Ordinanza di Cassazione Penale Sez. 7 Num. 11089 Anno 2025
Penale Ord. Sez. 7 Num. 11089 Anno 2025
Presidente: COGNOME
Relatore: COGNOMENOME COGNOME
Data Udienza: 12/12/2024
ORDINANZA
sul ricorso proposto da:
NOME nato a BARI il 04/01/1996
avverso la sentenza del 17/11/2023 della CORTE APPELLO di BRESCIA
dato avviso alle parti; udita la relazione svolta dal Consigliere NOME COGNOME
,
RITENUTO IN FATTO E CONSIDERATO IN DIRITTO
Con sentenza del 17 novembre 2023 la Corte di appello di Brescia ha confermato la pronuncia del locale Tribunale del 9 novembre 2021 con cui NOME era stata condannata alla pena di mesi quattro di arresto ed euro 900,00 di ammenda in ordine al reato di cui agli artt. 81 cpv. cod. pen., 186, commi 2 lett. b) e 2-bis, e 187, commi 1 e 1-bis, d.lgs. 30 aprile 1992, n. 285.
Avverso tale sentenza ha proposto ricorso per cassazione l’imputata, a mezzo del suo difensore, deducendo, con tre articolati motivi, vizio di motivazione e violazione di legge in relazione alla mancata osservanza del protocollo operativo alcol-droga vigente, deducendo l’insussistenza dello stato di alterazione fisica e psichica contestatogli.
Il ricorso deve essere dichiarato inammissibile, in quanto proposto con motivi non deducibili in questa sede di legittimità.
Deve essere osservato, infatti, come essi, lungi dal confrontarsi con la congrua e logica motivazione resa dalla Corte territoriale in replica alle analoghe doglianze eccepite con l’atto di appello – nella quale erano state diffusamente esplicate le ragioni di accertamento della sua responsabilità penale, di ricorrenza dello stato di alterazione psico-fisica ascrittogli e di insussistenza della lamentat inosservanza del protocollo operativo alcol-droga vigente (cfr. pp. 5 e ss. della sentenza impugnata) – reiterino le medesime considerazioni critiche espresse nel precedente atto impugnatorio, proposto avverso la sentenza di primo grado.
Per come ripetutamente chiarito da questa Corte di legittimità (cfr., ex plurimís, Sez. 6, n. 8700 del 21/01/2013, Leonardo, Rv. 254584-01), la funzione tipica dell’impugnazione è quella della critica argomentata avverso il provvedimento cui si riferisce.
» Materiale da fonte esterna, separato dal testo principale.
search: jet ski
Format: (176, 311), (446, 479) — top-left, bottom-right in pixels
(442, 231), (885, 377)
Tale critica argomentata si realizza attraverso la presentazione di motivi che, a pena di inammissibilità (artt. 581 e 591 cod. proc. pen.), devono indicare specificamente le ragioni di diritto e gli elementi di fatt che sorreggono ogni richiesta. Contenuto essenziale dell’atto di impugnazione, cioè, è innanzitutto e indefettibilmente il confronto puntuale (con specifica indicazione delle ragioni di diritto e degli elementi di fatto che fondano dissenso) con le argomentazioni del provvedimento il cui dispositivo si contesta. Risulta di chiara evidenza, pertanto, che se il motivo di ricorso, come nel caso in esame, non si confronta con la motivazione della sentenza impugnata, per ciò solo si destina all’inammissibilità, venendo meno in radice l’unica funzione per la quale è previsto e ammesso (la critica argomentata al provvedimento).
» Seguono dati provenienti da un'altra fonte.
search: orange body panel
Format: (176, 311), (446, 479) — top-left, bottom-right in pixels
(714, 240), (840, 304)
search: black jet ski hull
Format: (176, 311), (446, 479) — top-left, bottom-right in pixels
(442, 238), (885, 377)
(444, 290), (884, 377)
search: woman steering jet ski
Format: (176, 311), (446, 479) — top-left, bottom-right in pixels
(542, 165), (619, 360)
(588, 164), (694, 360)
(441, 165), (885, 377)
E’ inammissibile, quindi, il ricorso per cassazione che riproduce e reitera gli stessi motivi prospettati con l’atto di appello e motivatamente respinti in secondo grado, senza confrontarsi criticamente con gli argomenti utilizzati nel provvedimento impugnato ma limitandosi, in maniera generica, a lamentare una presunta carenza o illogicità della motivazione (così, tra le altre: Sez. 2, n. 27816 del 22/03/2019, COGNOME, Rv. 276970-01; Sez. 3, n. 44882 del 18/07/2014, COGNOME, Rv. 260608-01; Sez. 6, n. 20377 del 11/03/2009, COGNOME, Rv. 243838-01).
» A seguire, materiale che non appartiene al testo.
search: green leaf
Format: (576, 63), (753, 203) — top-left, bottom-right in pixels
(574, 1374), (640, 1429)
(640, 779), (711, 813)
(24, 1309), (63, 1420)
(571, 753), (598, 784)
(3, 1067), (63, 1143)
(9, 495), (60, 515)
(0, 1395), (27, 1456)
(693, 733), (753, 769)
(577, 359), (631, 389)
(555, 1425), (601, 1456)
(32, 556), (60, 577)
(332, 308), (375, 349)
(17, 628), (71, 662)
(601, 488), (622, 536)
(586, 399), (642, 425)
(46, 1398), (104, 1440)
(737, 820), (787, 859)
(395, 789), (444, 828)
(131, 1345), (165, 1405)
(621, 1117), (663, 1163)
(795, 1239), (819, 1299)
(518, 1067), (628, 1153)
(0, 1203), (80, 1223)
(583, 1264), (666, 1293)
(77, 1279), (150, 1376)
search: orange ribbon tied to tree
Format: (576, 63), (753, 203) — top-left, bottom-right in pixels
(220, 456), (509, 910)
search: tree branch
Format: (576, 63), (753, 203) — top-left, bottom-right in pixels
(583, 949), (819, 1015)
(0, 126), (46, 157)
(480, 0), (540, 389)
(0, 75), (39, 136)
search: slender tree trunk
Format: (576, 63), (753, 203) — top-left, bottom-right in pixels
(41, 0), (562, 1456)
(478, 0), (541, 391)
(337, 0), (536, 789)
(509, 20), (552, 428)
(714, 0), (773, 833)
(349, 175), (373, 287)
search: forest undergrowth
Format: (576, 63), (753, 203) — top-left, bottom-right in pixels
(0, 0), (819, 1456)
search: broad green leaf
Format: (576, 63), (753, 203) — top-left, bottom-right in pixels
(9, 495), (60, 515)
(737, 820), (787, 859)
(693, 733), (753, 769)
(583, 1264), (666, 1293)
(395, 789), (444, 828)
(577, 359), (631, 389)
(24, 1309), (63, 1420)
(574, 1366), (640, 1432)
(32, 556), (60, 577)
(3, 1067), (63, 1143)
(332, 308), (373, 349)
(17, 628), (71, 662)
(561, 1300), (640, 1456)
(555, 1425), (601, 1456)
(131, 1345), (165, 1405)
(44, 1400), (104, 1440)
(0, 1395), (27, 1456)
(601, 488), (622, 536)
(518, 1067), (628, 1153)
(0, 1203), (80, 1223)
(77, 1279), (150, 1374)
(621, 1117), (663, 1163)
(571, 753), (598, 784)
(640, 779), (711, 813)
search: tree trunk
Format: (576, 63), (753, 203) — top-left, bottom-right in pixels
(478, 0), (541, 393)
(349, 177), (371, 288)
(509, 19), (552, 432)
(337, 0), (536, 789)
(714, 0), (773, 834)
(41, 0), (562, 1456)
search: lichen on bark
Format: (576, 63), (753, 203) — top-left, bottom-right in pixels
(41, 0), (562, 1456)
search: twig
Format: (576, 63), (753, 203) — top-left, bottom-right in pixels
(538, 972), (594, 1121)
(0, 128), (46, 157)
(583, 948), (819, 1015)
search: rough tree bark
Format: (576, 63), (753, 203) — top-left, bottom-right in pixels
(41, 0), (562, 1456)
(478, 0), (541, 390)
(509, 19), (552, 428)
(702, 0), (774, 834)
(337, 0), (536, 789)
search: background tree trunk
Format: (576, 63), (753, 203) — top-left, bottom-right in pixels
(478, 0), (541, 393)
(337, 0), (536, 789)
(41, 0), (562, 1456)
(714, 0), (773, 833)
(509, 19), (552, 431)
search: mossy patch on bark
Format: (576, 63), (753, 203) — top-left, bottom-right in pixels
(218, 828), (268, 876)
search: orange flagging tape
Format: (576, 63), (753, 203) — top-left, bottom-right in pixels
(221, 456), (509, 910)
All’inammissibilità del ricorso segue, per legge, la condanna della ricorrente al pagamento delle spese processuali ed alla somma di euro 3.000,00 in favore della Cassa delle ammende, non ravvisandosi ragioni di esonero (Corte Cost., sent. n. 186/2000).
P. Q. M.
Dichiara inammissibile il ricorso e condanna la ricorrente al pagamento delle spese processuali e della somma di euro 3.000,00 in favore della Cassa delle ammende.